Por Gustavo Lanna*
A PEC 132/23 proibiu a concessão de incentivos fiscais em relação ao IBS em seu artigo 156. O racional que lastreia essa vedação é que os incentivos fiscais (meio de renúncia fiscal ou gasto tributário indireto) se constituem num mecanismo de distorção da competitividade dos contribuintes, além de, em geral, serem ineficientes por não atenderem às finalidades vinculadas à sua criação.
Essas premissas se baseiam em noção equivocada desse tipo de gasto tributário, à medida em que imunidades e regimes especiais de tributação como o Simples e o regime de tributação vinculado à Zona Franca de Manaus previstos na Constituição se enquadrariam como incentivos fiscais.
Entretanto, o conceito de incentivo fiscal, segundo a própria Receita Federal do Brasil (RFB) e a maior parte da doutrina, implica algum tipo de redução da carga tributária por meio de um regime de exceção às regras gerais, visando o fomento de determinada atividade, segmento, região ou população.
Esse tipo de renúncia fiscal é outorgado por lei, sempre, portanto a nível infraconstitucional e de forma discricionária pelos entes da Federação. Levando em conta esse conceito, torna-se inviável a RFB considerar valores de renúncia vinculados às imunidades, Simples e à Zona Franca de Manaus como gastos tributários, como costumeiramente o faz, inflando de forma equivocada os valores divulgados a título de renúncias fiscais e distorcendo a discussão acerca da validade da concessão desse tipo de renúncia.
Retomando a questão da vedação à concessão de incentivos fiscais via PEC 132/23, verifica-se que na prática, essa restrição pode interferir em pilares da reforma tributária. Não por outra razão, o Grupo de Trabalho da Câmara dos Deputados sobre a reforma tributária estuda a possibilidade da concessão de créditos presumidos (espécie de incentivo fiscal) para contribuintes dos segmentos de locação de veículos e de saneamento em relação à aquisição de ativo imobilizado. Essa medida respeita a isonomia, na medida em que resguarda a esses tipos de contribuintes uma tributação equânime e neutra em razão das peculiaridades de suas atividades.
Essa possibilidade, aliada à redução de alíquotas para determinadas atividades do segmento de incorporação e construção civil, também aventada na regulamentação da Reforma Tributária, comprova que a utilização de mecanismos de adequação da carga tributária visando a preservação da isonomia, neutralidade e fomento de certos setores da economia é medida salutar, que não deve ser ignorada pelo Legislativo.

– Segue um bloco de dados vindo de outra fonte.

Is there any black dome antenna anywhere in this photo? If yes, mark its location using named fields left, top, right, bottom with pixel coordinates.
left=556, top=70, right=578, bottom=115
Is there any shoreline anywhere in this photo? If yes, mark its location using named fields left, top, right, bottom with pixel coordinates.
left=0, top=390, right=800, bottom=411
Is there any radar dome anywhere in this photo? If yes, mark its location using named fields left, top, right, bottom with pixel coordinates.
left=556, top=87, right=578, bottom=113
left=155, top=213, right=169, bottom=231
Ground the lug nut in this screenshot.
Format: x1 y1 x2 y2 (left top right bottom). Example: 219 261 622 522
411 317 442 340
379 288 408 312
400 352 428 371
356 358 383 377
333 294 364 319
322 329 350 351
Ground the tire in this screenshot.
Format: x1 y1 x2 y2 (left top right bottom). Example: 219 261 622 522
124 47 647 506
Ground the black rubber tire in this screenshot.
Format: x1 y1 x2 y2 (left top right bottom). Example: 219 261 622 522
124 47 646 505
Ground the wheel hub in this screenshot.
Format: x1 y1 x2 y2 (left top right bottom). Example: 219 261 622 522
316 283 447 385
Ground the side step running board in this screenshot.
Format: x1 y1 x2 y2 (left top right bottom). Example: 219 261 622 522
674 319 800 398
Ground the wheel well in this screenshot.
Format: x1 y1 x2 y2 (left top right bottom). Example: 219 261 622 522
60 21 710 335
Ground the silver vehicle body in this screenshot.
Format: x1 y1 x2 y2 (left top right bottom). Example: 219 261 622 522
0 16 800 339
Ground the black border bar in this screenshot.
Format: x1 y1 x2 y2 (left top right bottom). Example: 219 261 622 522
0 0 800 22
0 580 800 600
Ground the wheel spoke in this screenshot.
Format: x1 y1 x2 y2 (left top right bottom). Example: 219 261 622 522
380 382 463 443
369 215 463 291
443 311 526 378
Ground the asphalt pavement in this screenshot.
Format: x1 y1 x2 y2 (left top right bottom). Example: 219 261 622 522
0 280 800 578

Oxalá a vedação prevista na PEC 132/23 seja revista e seja compreendido que a concessão de incentivos fiscais por si só não é um problema. União Europeia, EUA e ainda o Brasil — vide o Mover — se utilizam desse tipo de política fiscal corriqueiramente.
A questão é a forma de controlar a concessão, manutenção e o atendimento às finalidades dos incentivos fiscais. Para tanto, já há o PLP 41/19, de autoria do senador Esperidião Amim (PP-SC), que altera a Lei de Responsabilidade Fiscal e cria uma série de regras para aprimorar esse controle. Basta a sua apreciação, melhoramento e votação na Câmara dos Deputados para viabilizar esse controle. Ao contrário do que pode parecer, ideias simples — vedar a concessão de incentivos fiscais — nem sempre são as melhores.
*Gustavo Lanna, sócio e head da área tributária do GVM Advogados, é Doutor em Direito Financeiro, Tributário e Econômico (USP), Mestre em Direito Público (PUC-MG) e professor de várias disciplinas da pós-graduação em Direito Tributário, Direito Público e Gestão de Tributos na PUC-MG.